Home Page: https://saeed-anwar.github.io/publications/

Python 100.00%
image-denoising feature-attention

ridnet's Introduction

Real Image Denoising with Feature Attention

This repository is for Real Image Denoising with Feature Attention (RIDNet) introduced in the following paper

Saeed Anwar, [Nick Barnes], "Real Image Denoising with Feature Attention", ICCV (Oral), 2019

The model is built in PyTorch 0.4.0, PyTorch 0.4.1 and tested on Ubuntu 14.04/16.04 environment (Python3.6, CUDA9.0, cuDNN5.1).

Contents

  1. Introduction
  2. Network
  3. Train
  4. Test
  5. Results
  6. Citation
  7. Acknowledgements

Introduction

Deep convolutional neural networks perform better on images containing spatially invariant noise (synthetic noise); however, their performance is limited on real-noisy photographs and requires multiple stage network modeling. To advance the practicability of denoising algorithms, this paper proposes a novel single-stage blind real image denoising network (RIDNet) by employing a modular architecture. We use a residual on the residual structure to ease the flow of low-frequency information and apply feature attention to exploit the channel dependencies. Furthermore, the evaluation in terms of quantitative metrics and visual quality on three synthetic and four real noisy datasets against 19 state-of-the-art algorithms demonstrate the superiority of our RIDNet.

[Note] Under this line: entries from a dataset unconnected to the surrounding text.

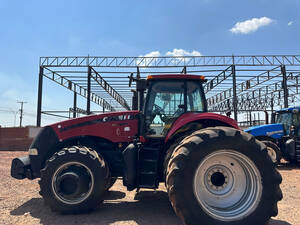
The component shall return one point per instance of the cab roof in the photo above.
(176, 76)
(288, 109)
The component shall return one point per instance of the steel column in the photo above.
(284, 87)
(74, 105)
(88, 102)
(40, 94)
(234, 92)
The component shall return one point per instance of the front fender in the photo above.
(208, 118)
(274, 131)
(40, 147)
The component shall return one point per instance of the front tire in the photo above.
(222, 176)
(74, 180)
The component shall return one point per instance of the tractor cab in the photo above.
(168, 97)
(290, 119)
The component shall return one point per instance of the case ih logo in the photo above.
(274, 132)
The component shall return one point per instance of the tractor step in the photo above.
(148, 167)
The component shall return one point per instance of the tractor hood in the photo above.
(275, 131)
(113, 126)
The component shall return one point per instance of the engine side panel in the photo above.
(274, 131)
(115, 127)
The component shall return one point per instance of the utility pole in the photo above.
(21, 111)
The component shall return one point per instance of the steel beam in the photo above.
(56, 77)
(235, 100)
(40, 96)
(88, 98)
(284, 87)
(74, 104)
(178, 61)
(108, 88)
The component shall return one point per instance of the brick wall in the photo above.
(16, 139)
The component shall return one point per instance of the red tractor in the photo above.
(214, 172)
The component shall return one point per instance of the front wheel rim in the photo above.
(227, 185)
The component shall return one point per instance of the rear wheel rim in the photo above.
(72, 174)
(227, 185)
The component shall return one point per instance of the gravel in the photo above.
(21, 204)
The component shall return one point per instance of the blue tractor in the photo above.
(282, 136)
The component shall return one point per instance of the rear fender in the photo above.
(182, 124)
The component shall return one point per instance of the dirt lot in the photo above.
(20, 202)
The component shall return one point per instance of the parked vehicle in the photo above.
(214, 172)
(282, 136)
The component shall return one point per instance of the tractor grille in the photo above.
(297, 157)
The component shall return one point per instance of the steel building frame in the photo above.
(234, 83)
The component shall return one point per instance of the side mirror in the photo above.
(292, 130)
(273, 118)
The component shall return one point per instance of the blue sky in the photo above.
(30, 29)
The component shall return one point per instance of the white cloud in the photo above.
(182, 52)
(175, 52)
(250, 26)
(152, 54)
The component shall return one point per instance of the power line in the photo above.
(21, 111)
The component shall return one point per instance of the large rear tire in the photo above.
(74, 180)
(221, 176)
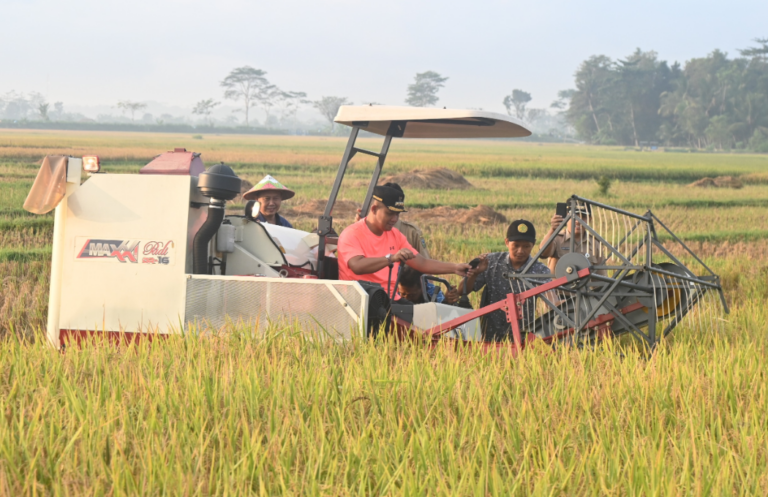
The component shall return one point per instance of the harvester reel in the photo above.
(639, 287)
(569, 266)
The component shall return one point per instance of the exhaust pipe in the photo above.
(204, 235)
(219, 183)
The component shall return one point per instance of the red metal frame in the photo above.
(113, 337)
(511, 306)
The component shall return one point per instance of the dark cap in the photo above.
(521, 230)
(391, 197)
(582, 209)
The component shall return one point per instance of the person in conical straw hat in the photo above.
(269, 194)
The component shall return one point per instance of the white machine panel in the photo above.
(425, 316)
(126, 245)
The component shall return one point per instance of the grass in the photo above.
(236, 413)
(280, 414)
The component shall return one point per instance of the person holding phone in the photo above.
(584, 244)
(489, 277)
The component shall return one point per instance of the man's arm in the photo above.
(431, 266)
(367, 265)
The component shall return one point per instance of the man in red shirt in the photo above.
(368, 248)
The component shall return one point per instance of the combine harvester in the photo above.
(154, 253)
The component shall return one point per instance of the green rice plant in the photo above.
(275, 413)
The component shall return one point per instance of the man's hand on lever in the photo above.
(402, 255)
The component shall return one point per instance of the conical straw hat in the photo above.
(266, 185)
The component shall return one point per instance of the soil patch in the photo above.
(430, 179)
(342, 209)
(719, 182)
(482, 214)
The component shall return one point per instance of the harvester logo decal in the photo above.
(155, 252)
(122, 250)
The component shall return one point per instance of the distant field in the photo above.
(285, 416)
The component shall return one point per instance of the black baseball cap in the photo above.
(582, 209)
(393, 198)
(521, 231)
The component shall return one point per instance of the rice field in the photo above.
(231, 414)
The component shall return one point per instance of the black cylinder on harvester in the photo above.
(219, 183)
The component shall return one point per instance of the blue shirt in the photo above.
(281, 221)
(495, 325)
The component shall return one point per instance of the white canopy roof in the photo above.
(421, 122)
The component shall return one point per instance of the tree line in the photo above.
(713, 102)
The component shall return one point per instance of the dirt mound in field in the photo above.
(482, 214)
(430, 179)
(719, 182)
(313, 208)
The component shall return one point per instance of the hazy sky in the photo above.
(96, 52)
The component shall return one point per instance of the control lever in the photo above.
(464, 299)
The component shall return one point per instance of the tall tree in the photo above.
(423, 91)
(42, 109)
(289, 103)
(329, 107)
(246, 85)
(518, 100)
(761, 51)
(204, 108)
(132, 107)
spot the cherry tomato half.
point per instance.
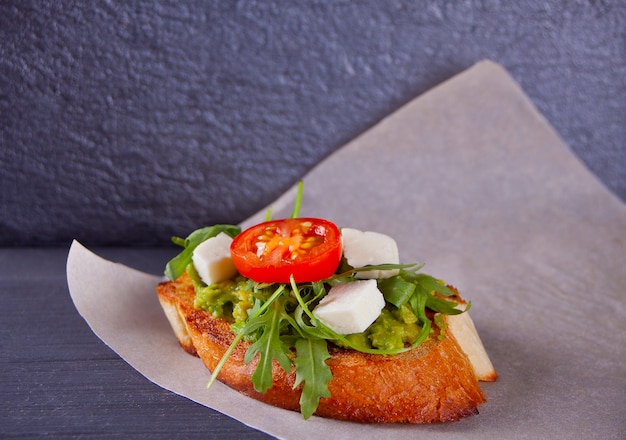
(270, 252)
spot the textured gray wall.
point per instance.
(124, 122)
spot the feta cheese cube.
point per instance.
(350, 307)
(368, 248)
(212, 259)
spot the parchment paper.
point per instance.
(471, 180)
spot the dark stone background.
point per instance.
(124, 122)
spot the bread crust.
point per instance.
(434, 382)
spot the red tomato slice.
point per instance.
(273, 251)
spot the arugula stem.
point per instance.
(296, 206)
(240, 335)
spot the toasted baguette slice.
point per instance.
(433, 383)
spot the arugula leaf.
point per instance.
(431, 284)
(396, 291)
(268, 346)
(311, 368)
(177, 265)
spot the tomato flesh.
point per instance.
(309, 249)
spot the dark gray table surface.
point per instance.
(57, 379)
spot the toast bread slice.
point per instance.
(434, 382)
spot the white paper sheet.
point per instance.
(471, 180)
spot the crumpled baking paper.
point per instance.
(472, 181)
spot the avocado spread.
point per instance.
(395, 328)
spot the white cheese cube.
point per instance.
(464, 331)
(350, 307)
(212, 259)
(368, 248)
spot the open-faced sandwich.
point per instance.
(304, 316)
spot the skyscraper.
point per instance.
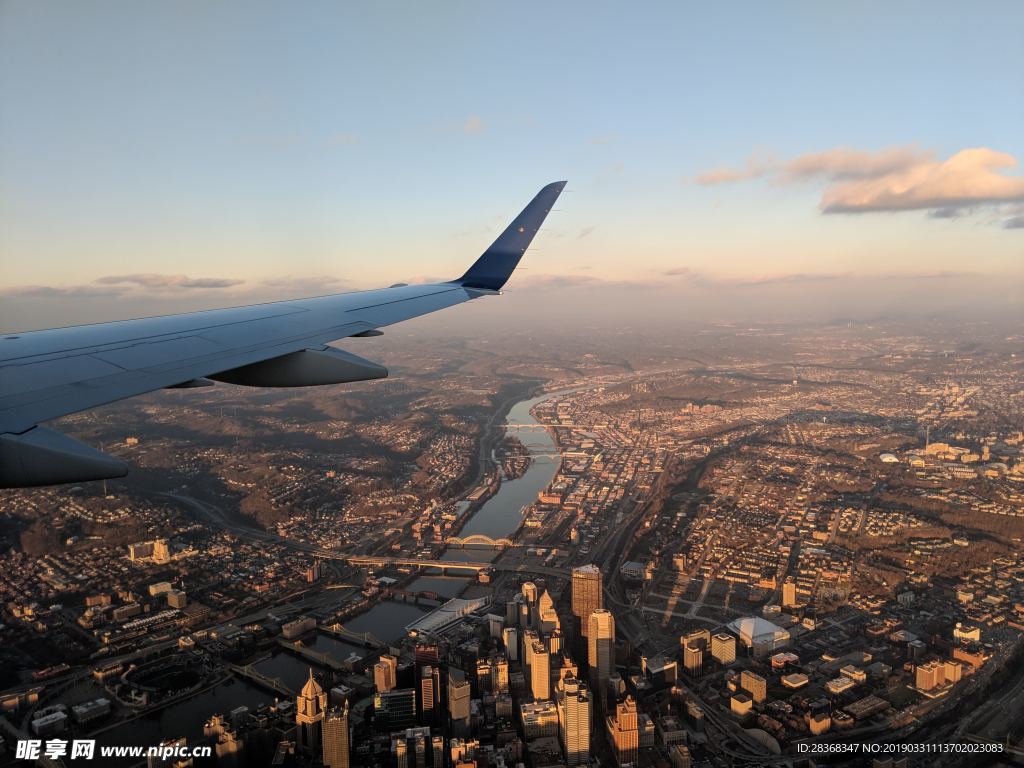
(754, 684)
(500, 675)
(386, 673)
(336, 742)
(309, 716)
(587, 595)
(429, 693)
(693, 657)
(624, 730)
(601, 647)
(788, 593)
(547, 617)
(459, 695)
(539, 663)
(723, 648)
(574, 720)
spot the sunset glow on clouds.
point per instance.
(367, 152)
(899, 178)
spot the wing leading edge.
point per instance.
(48, 374)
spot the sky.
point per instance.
(164, 157)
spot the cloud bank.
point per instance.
(897, 178)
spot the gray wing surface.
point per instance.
(48, 374)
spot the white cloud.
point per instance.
(896, 178)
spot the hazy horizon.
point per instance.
(794, 162)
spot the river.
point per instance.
(499, 516)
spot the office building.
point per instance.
(574, 717)
(539, 664)
(693, 658)
(430, 693)
(754, 684)
(539, 719)
(588, 595)
(500, 675)
(601, 649)
(459, 695)
(547, 619)
(723, 648)
(624, 732)
(309, 711)
(386, 673)
(790, 594)
(336, 739)
(395, 709)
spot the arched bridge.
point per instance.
(482, 540)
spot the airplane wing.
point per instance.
(48, 374)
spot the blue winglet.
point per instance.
(495, 266)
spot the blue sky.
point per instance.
(239, 147)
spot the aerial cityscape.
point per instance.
(511, 385)
(772, 538)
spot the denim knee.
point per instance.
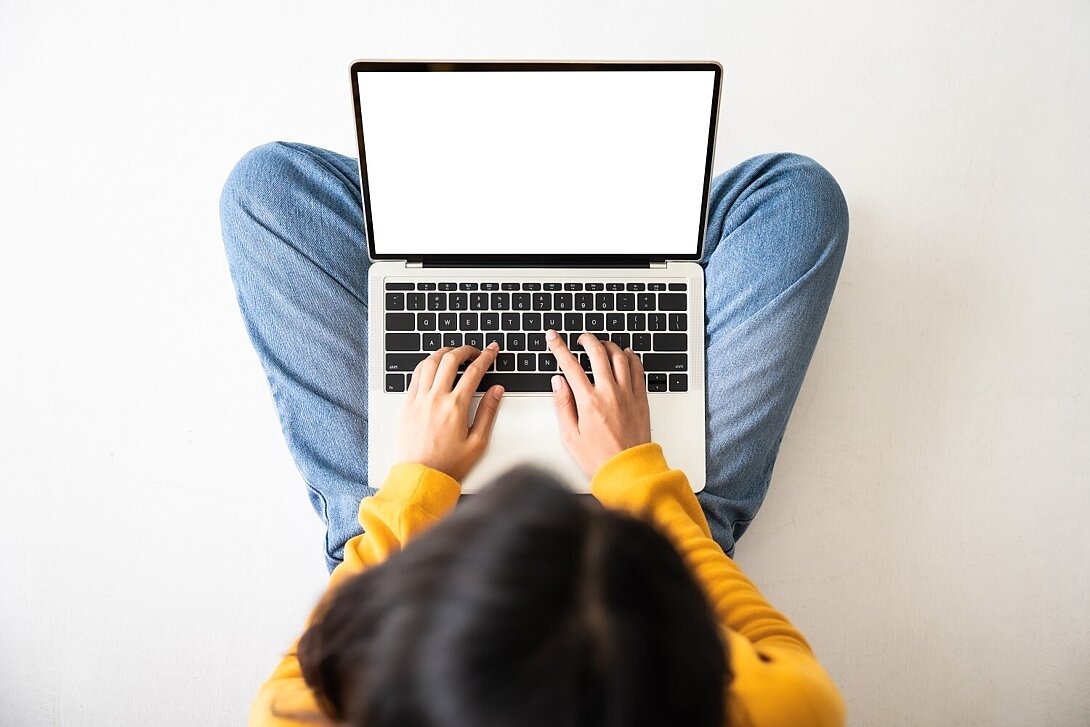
(816, 195)
(250, 193)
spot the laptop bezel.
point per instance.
(534, 261)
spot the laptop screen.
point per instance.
(535, 162)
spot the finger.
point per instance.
(425, 370)
(448, 366)
(485, 416)
(619, 363)
(637, 378)
(568, 363)
(567, 414)
(600, 359)
(476, 370)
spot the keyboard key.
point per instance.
(671, 341)
(665, 362)
(673, 302)
(400, 322)
(402, 341)
(656, 382)
(403, 361)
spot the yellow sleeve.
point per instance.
(412, 498)
(776, 677)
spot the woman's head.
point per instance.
(527, 606)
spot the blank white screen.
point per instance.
(544, 162)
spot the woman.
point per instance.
(529, 605)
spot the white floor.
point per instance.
(927, 522)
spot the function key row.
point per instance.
(534, 301)
(614, 287)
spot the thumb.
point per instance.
(565, 400)
(485, 416)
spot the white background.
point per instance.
(544, 162)
(927, 525)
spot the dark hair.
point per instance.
(529, 605)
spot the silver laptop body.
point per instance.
(504, 198)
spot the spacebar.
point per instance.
(518, 382)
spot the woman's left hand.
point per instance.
(435, 428)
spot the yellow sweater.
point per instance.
(776, 678)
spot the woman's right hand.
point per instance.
(605, 417)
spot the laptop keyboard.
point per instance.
(650, 316)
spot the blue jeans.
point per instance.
(293, 228)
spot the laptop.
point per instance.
(505, 198)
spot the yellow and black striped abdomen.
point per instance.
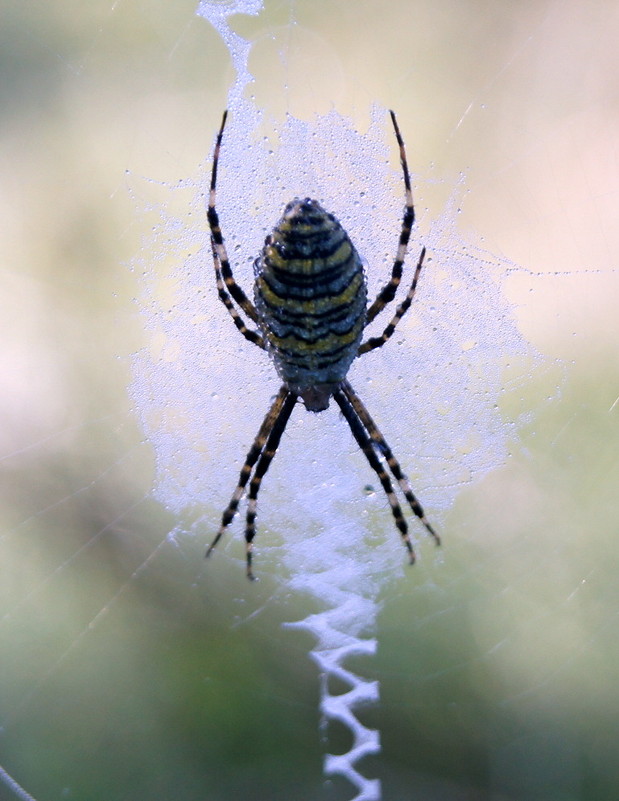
(311, 297)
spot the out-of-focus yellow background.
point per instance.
(123, 673)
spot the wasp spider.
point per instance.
(310, 311)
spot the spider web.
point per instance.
(130, 668)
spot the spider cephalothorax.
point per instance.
(310, 311)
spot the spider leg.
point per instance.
(387, 293)
(381, 445)
(266, 457)
(213, 220)
(252, 336)
(365, 443)
(377, 342)
(251, 459)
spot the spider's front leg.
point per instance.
(387, 293)
(222, 263)
(377, 342)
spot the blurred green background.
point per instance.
(124, 674)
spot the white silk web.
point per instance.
(130, 667)
(447, 432)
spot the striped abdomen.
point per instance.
(310, 295)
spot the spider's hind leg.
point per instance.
(365, 443)
(266, 458)
(381, 445)
(252, 457)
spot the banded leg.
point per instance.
(213, 220)
(381, 445)
(377, 342)
(252, 457)
(252, 336)
(266, 457)
(365, 443)
(387, 293)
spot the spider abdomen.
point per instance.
(311, 297)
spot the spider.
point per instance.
(310, 311)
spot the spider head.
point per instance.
(316, 398)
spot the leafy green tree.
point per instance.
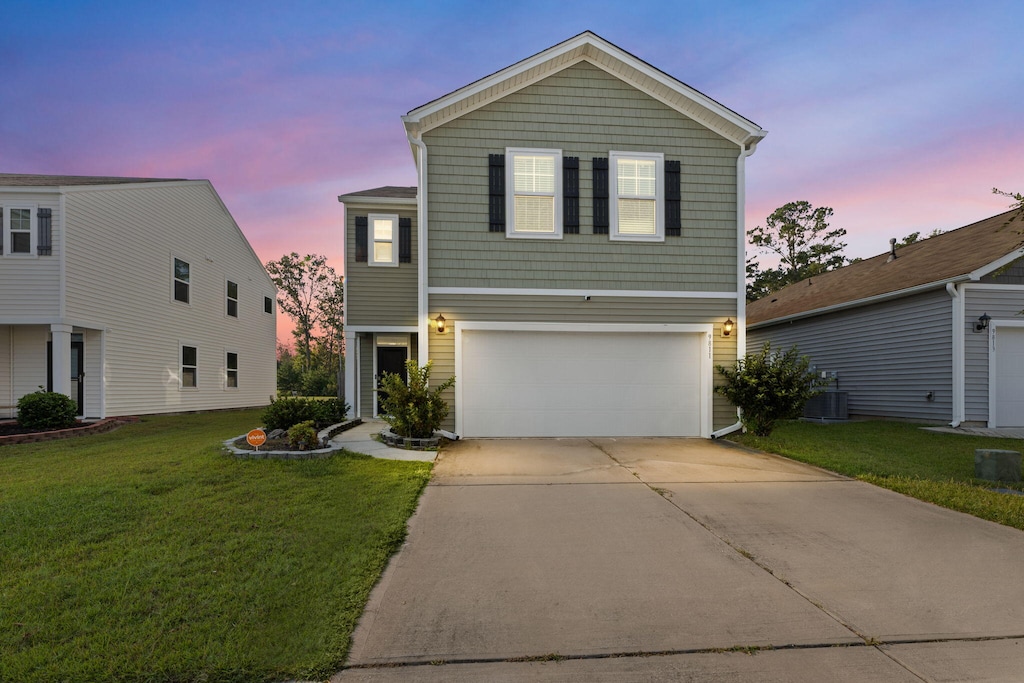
(769, 386)
(800, 237)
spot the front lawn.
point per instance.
(930, 466)
(147, 555)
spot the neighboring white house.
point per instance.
(132, 296)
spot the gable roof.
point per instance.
(592, 48)
(965, 254)
(34, 180)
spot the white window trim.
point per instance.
(181, 366)
(174, 279)
(510, 231)
(238, 370)
(227, 296)
(658, 160)
(371, 240)
(33, 229)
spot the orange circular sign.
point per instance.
(256, 437)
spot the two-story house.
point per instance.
(132, 296)
(573, 252)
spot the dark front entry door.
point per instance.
(390, 359)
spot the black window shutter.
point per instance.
(496, 177)
(570, 195)
(600, 196)
(404, 240)
(44, 245)
(673, 210)
(360, 239)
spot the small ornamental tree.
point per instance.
(413, 408)
(769, 386)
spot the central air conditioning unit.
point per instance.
(827, 406)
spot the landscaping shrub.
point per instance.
(288, 412)
(412, 408)
(46, 410)
(769, 386)
(303, 435)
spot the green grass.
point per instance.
(146, 554)
(930, 466)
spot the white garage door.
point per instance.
(1009, 377)
(528, 383)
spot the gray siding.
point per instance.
(889, 355)
(999, 304)
(574, 309)
(586, 113)
(378, 295)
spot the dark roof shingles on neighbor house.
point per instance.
(935, 260)
(32, 180)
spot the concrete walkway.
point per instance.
(678, 559)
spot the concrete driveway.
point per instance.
(670, 559)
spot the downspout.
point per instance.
(745, 150)
(958, 378)
(423, 324)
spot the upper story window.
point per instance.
(19, 229)
(182, 280)
(534, 194)
(384, 231)
(637, 207)
(232, 299)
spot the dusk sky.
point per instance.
(901, 116)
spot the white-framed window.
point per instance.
(189, 367)
(383, 230)
(636, 209)
(19, 229)
(232, 299)
(181, 280)
(534, 194)
(230, 370)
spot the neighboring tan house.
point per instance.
(131, 296)
(579, 232)
(932, 331)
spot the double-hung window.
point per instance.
(384, 233)
(637, 207)
(19, 229)
(534, 194)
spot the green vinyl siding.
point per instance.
(380, 295)
(586, 113)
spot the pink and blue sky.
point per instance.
(900, 115)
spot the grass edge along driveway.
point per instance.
(934, 467)
(146, 554)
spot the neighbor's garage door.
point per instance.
(1010, 377)
(580, 384)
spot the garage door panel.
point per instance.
(580, 384)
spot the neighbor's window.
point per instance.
(534, 188)
(232, 299)
(189, 367)
(231, 365)
(181, 281)
(636, 209)
(19, 229)
(384, 232)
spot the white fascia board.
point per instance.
(859, 302)
(639, 294)
(996, 264)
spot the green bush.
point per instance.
(769, 386)
(303, 435)
(412, 408)
(46, 410)
(288, 412)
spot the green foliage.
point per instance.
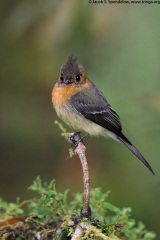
(50, 209)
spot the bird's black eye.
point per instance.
(61, 78)
(78, 78)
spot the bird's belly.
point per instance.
(78, 122)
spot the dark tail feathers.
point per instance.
(135, 151)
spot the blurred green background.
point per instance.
(118, 45)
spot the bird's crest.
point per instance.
(70, 68)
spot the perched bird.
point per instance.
(80, 104)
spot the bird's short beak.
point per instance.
(68, 81)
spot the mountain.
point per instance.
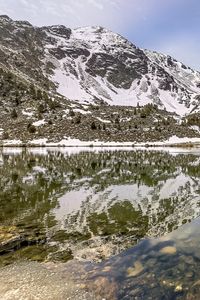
(86, 68)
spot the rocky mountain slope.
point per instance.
(57, 82)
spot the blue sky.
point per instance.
(168, 26)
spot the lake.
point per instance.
(58, 204)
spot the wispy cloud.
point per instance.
(169, 26)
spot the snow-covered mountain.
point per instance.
(94, 64)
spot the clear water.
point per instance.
(58, 204)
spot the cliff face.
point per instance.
(71, 83)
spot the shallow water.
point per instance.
(164, 268)
(92, 204)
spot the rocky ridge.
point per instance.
(88, 84)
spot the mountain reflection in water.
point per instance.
(92, 204)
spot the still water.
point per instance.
(56, 204)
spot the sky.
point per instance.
(167, 26)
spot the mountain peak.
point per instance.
(92, 63)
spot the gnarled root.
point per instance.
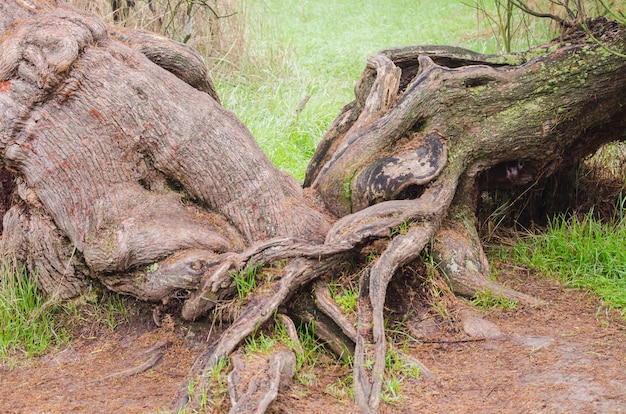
(458, 250)
(252, 390)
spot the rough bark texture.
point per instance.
(120, 164)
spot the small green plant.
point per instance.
(210, 393)
(259, 342)
(583, 253)
(345, 297)
(245, 279)
(487, 299)
(27, 321)
(401, 228)
(115, 312)
(342, 388)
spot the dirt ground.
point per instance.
(566, 357)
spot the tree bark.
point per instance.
(120, 164)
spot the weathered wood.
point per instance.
(122, 166)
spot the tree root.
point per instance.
(253, 390)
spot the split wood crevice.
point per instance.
(126, 169)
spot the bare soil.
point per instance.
(566, 357)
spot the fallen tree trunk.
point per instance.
(126, 169)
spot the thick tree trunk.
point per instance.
(120, 164)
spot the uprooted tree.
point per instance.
(120, 165)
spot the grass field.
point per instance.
(287, 72)
(316, 50)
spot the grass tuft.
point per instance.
(583, 253)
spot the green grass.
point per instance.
(27, 323)
(583, 253)
(487, 299)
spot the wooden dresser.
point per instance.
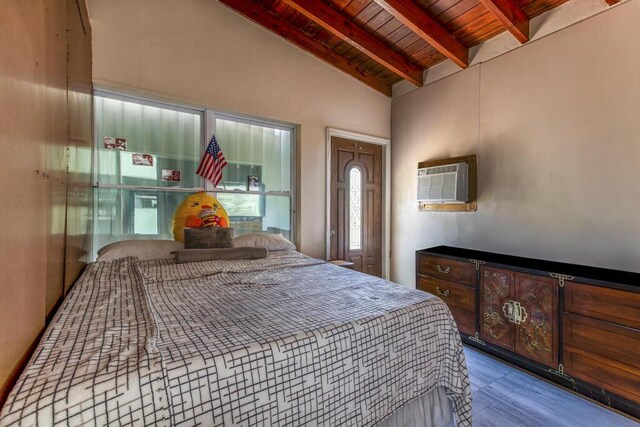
(578, 326)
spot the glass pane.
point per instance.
(163, 146)
(355, 209)
(258, 157)
(133, 214)
(254, 213)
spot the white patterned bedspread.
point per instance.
(284, 341)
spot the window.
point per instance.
(147, 153)
(355, 209)
(256, 186)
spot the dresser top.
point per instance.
(600, 276)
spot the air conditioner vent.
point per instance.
(443, 184)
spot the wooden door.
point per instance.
(356, 204)
(537, 335)
(496, 289)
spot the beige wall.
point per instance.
(556, 128)
(199, 51)
(35, 112)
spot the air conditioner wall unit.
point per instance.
(444, 184)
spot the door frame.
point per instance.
(386, 190)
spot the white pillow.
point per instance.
(271, 242)
(143, 249)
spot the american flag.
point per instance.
(212, 162)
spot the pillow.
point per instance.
(218, 254)
(271, 242)
(209, 237)
(143, 249)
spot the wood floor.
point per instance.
(506, 396)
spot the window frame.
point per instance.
(208, 120)
(212, 115)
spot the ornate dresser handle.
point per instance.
(443, 293)
(443, 270)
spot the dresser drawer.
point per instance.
(466, 320)
(454, 271)
(612, 305)
(603, 372)
(453, 294)
(603, 338)
(603, 354)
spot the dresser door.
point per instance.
(537, 333)
(496, 290)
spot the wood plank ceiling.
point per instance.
(382, 42)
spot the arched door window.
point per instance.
(355, 208)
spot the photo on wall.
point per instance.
(111, 143)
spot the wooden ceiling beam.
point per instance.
(342, 27)
(262, 16)
(511, 16)
(413, 17)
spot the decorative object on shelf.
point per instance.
(171, 175)
(208, 238)
(253, 183)
(142, 159)
(198, 210)
(448, 185)
(111, 143)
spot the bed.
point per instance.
(287, 340)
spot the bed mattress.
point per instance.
(285, 341)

Sample results on a real noisy face image from RNI15 dataset.

Network

Network The architecture of the proposed network. Different green colors of the conv layers denote different dilations while the smaller size of the conv layer means the kernel is 1x1. The second row shows the architecture of each EAM.

The feature attention mechanism for selecting the essential features.

Train

Will be added later

Test

Quick start

  1. Download the trained models for our paper and place them in '/TestCode/experiment'.

    The real denoising model can be downloaded from Google Drive or here. The total size for all models is 5MB.

  2. Cd to '/TestCode/code', run the following scripts.

    You can use the following script to test the algorithm

    #RIDNET
    CUDA_VISIBLE_DEVICES=0 python main.py --data_test MyImage --noise_g 1 --model RIDNET --n_feats 64 --pre_train ../experiment/ridnet.pt --test_only --save_results --save 'RIDNET_RNI15' --testpath ../LR/LRBI/ --testset RNI15

Results

All the results for RIDNET can be downloaded from GoogleDrive from SSID, RNI15 and DnD. The size of the results is 65MB

Quantitative Results

The performance of state-of-the-art algorithms on widely used publicly available DnD dataset in terms of PSNR (in dB) and SSIM. The best results are highlighted in bold.

The quantitative results (in PSNR (dB)) for the SSID and Nam datasets.. The best results are presented in bold.

For more information, please refer to our paper

Visual Results

Visual_PSNR_DnD1 A real noisy example from DND dataset for comparison of our method against the state-of-the-art algorithms.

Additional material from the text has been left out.